Ediciones sequitur, Madrid, 2008.
Trad: Javier Eraso y Antonio José Antón.
Este es un libro que critica el liberalismo multiculural y tolerante que gobierna nuestras sociedades. Zizec opina que no es más que el enésimo camuflaje del capitalismo que mercantiliza la vida y desactiva cualquier reivindicación verdaderamente política. Siendo la verdadera política:
"Ese momento en el que una reivindicación específica no es simplemente un elemento en la negociación de intereses sino que apunta a algo más y empieza a funcionar como condensación metafórica de la completa reestructuración de todo el espacio social" Pag. 46.Esto es, el liberalismo multicultura privatiza la reivindicación (se reivindican derechos de los homosexuales, las mujeres, los discapacitados, las minorías étnicas), que se conforman con un mero reconocimiento de sus "estilos de vida" sin que esa queja pueda de forma alguna subvertir el orden social.
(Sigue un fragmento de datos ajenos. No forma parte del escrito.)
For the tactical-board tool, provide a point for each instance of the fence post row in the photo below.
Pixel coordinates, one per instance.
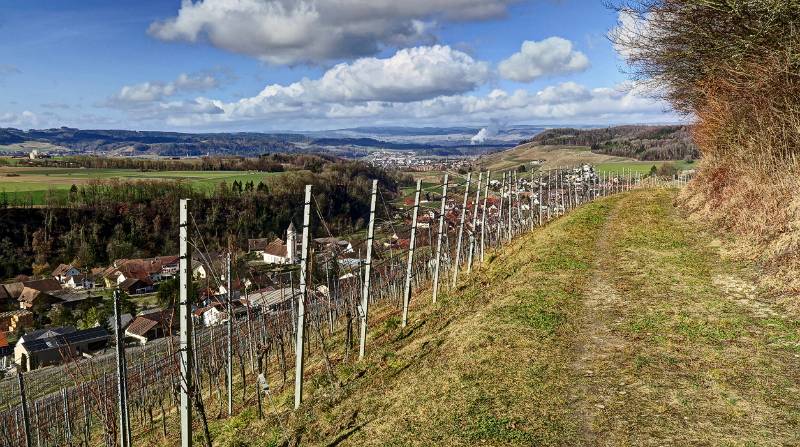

"El único vínculo que uno a todos esos grupos es el vínculo del capital, siempre dispuesto a satisfacer las demandas específicas de cada grupo o subgrupo (turismo gay, música hispana...)" (pag. 48)Lo que más me ha gustado es la idea del multiculturalismo como un racismo reprimido:
"El multiculturalismo es un racismo que ha vaciado su propia posición de todo contenido positivo (el multiculturalista no es directamente racista, por cuanto no contrapone al Otro los valores particulares de su cultura), pero, no obstante, mantiene su posición en cuanto privilegiado punto hueco de universalidad desde el que se puede apreciar (o despreciar) las otras culturas. El respeto multicultural por la especificidad del Otro no es sino la afirmación de la propia superioridad" (pag. 57).Esto es exacto. Vengo pensando hace tiempo en los efectos deletéreos que produce la dictadura de lo políticamente correcto. Me entretengo en uno: la represión del humor. Me he percatado de que de un tiempo a esta parte, por ejemplo, ya no se pueden contar chistes machistas, o que incorporen palabras como "maricón", "negro" o "andaluz". No dudo que sea positivo, justo y necesario sacar determinadas expresiones de circulación. Pero cuando la represión se hace excesiva los efectos son los contrarios de los que se persiguen. En España por ejemplo ya no se pueden hacer chistes sobre tipismo regionales. Pero el psicoanálisis nos enseña que lo que se reprime no desaparece sino que estalla por otro lado. En la tele, por ejemplo, se observa el atractivo que tienen los personajes que se muestran maleducados, deslenguados, o cínicos. Necesitamos también de eso. Hace falta poder reirse de las diferencias. La risa es necesaria para la convivencia. Cuando llegue el momento en que sea absolutamente poder reirse de las diferencias es que estaremos en guerra.